Due to the coronavirus pandemic, patients have had to switch to telehealth appointments via Zoom or phone calls beginning in March. One of the main points of discussion Jones has with patients is the feelings of anxiety, depression and isolation.
Some of these emotions are being heightened by the Black Lives Matter movement and political tension in the country.
“I feel like for some people who are already experiencing microaggression, who are already disenfranchised and have that stress, then they have the murders of the young Black men and women,” Jones said. “I think that is re-traumatizing as well and especially for people of color right now.”
Rates of depression can range in diverse populations but are lower in Black and Latinx people than in white people.

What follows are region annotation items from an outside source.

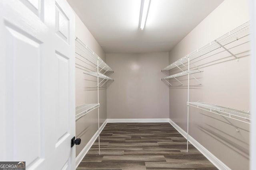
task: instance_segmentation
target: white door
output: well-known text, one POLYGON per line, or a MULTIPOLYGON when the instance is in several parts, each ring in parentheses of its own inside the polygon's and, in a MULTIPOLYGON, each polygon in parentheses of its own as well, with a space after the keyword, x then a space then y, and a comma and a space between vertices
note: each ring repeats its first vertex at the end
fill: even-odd
POLYGON ((75 169, 74 21, 66 0, 0 1, 0 161, 75 169))

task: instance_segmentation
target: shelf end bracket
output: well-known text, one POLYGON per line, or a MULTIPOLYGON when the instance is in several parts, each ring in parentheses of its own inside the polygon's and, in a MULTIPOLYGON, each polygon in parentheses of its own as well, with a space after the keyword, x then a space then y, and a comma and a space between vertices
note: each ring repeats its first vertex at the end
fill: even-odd
POLYGON ((228 49, 227 49, 225 47, 224 47, 224 46, 223 46, 220 43, 219 43, 216 40, 214 40, 219 45, 220 45, 220 46, 222 47, 223 49, 224 49, 225 50, 226 50, 226 51, 227 51, 229 53, 230 53, 230 54, 231 54, 231 55, 232 55, 232 56, 233 57, 235 57, 236 59, 236 61, 239 61, 239 59, 236 56, 236 55, 234 54, 233 53, 231 53, 231 52, 228 49))

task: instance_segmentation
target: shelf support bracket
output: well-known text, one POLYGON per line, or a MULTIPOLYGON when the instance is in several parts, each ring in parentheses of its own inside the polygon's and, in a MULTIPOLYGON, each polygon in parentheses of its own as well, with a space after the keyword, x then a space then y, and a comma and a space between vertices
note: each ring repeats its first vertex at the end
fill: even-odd
POLYGON ((178 68, 180 68, 182 71, 184 71, 182 69, 180 68, 177 65, 177 64, 174 64, 178 68))
POLYGON ((225 47, 224 47, 224 46, 223 46, 220 43, 219 43, 216 40, 214 40, 219 45, 220 45, 220 46, 222 47, 223 49, 224 49, 226 51, 229 53, 230 53, 230 54, 231 54, 231 55, 232 55, 232 56, 233 57, 235 57, 236 59, 236 61, 239 61, 239 59, 236 56, 236 55, 234 54, 233 53, 231 53, 231 52, 229 50, 228 50, 228 49, 227 49, 225 47))
POLYGON ((164 79, 164 80, 165 81, 166 81, 166 82, 167 83, 168 83, 168 84, 169 84, 170 85, 171 85, 171 86, 172 86, 172 84, 171 84, 170 83, 169 83, 169 82, 168 82, 168 81, 166 80, 166 79, 164 79))

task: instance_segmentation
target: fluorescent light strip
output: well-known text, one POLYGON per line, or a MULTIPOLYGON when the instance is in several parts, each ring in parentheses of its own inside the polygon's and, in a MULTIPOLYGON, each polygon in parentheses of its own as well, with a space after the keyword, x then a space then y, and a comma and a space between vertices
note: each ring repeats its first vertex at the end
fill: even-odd
POLYGON ((146 21, 147 20, 147 17, 149 9, 149 4, 150 0, 142 0, 143 1, 143 8, 142 8, 142 14, 141 15, 141 19, 140 20, 140 27, 142 30, 145 27, 146 21))

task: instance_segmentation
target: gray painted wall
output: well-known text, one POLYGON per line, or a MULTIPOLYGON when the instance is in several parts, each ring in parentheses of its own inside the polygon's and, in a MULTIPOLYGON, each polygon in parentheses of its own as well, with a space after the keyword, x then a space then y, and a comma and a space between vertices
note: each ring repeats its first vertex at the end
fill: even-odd
MULTIPOLYGON (((106 56, 101 47, 93 36, 77 15, 76 15, 76 35, 87 45, 104 61, 106 56)), ((76 55, 77 57, 77 55, 76 55)), ((83 73, 86 71, 78 67, 88 70, 92 69, 84 63, 76 59, 76 63, 86 68, 78 66, 76 68, 76 105, 80 106, 85 104, 97 103, 97 91, 96 78, 83 73), (94 81, 94 82, 92 81, 94 81), (94 88, 91 88, 94 87, 94 88)), ((90 71, 88 70, 88 71, 90 71)), ((106 90, 100 90, 100 126, 106 119, 106 90)), ((76 156, 84 149, 92 137, 98 130, 98 110, 95 109, 76 122, 76 136, 81 138, 81 144, 76 145, 76 156)))
POLYGON ((169 89, 160 71, 168 53, 107 54, 115 81, 107 89, 108 119, 169 118, 169 89))
MULTIPOLYGON (((225 0, 170 52, 169 63, 249 20, 248 2, 225 0)), ((202 86, 191 87, 190 102, 200 100, 249 110, 250 57, 247 51, 250 43, 245 43, 249 38, 228 46, 238 45, 230 49, 235 54, 240 53, 238 56, 242 57, 238 62, 228 53, 222 53, 196 63, 204 72, 193 75, 199 78, 202 86), (226 58, 218 60, 223 57, 226 58)), ((186 80, 187 77, 182 78, 186 80)), ((187 80, 184 82, 187 84, 187 80)), ((190 82, 197 84, 192 80, 190 82)), ((186 131, 187 100, 187 87, 170 88, 170 117, 186 131)), ((232 169, 249 169, 250 126, 198 109, 190 109, 190 135, 232 169)))

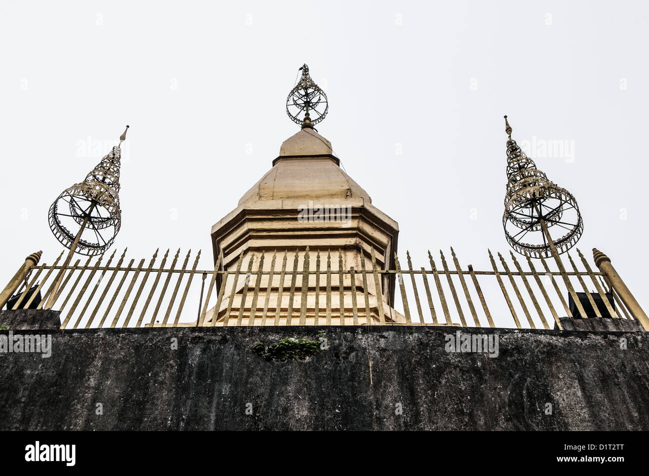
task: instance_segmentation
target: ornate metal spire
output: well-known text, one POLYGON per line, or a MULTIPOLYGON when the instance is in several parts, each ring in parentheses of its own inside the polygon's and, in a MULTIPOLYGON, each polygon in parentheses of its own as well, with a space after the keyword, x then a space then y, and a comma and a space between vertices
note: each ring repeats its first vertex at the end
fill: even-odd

However, depression is more likely to be persistent and long-lasting in people of color, according to the American Psychiatric Association. The persistence and longevity of mental disorders may be attributed to treatment barriers and lack of access to care, according to Jones.
“It’s kind of what you would expect [when looking at the barriers to care.] A lack of insurance, mental illness stigma can be greater among minority populations and one we are looking at and trying to address at University Health Services is the lack of diversity among mental health care providers,” Jones said. “Also a lack of culturally competent providers, so people just not even being aware.”
Language can be another barrier of receiving the correct care, as well as the minority communities having distrust for the healthcare system in general due to possible bias, according to Jones.
“I don’t want to be gloom and doom, but it is tragic and it’s the truth,” Jones said.
The University Health Services is working towards diversifying their staff, as well as receiving training to care for patients of the minority community in an educated and helpful way, according to Jones.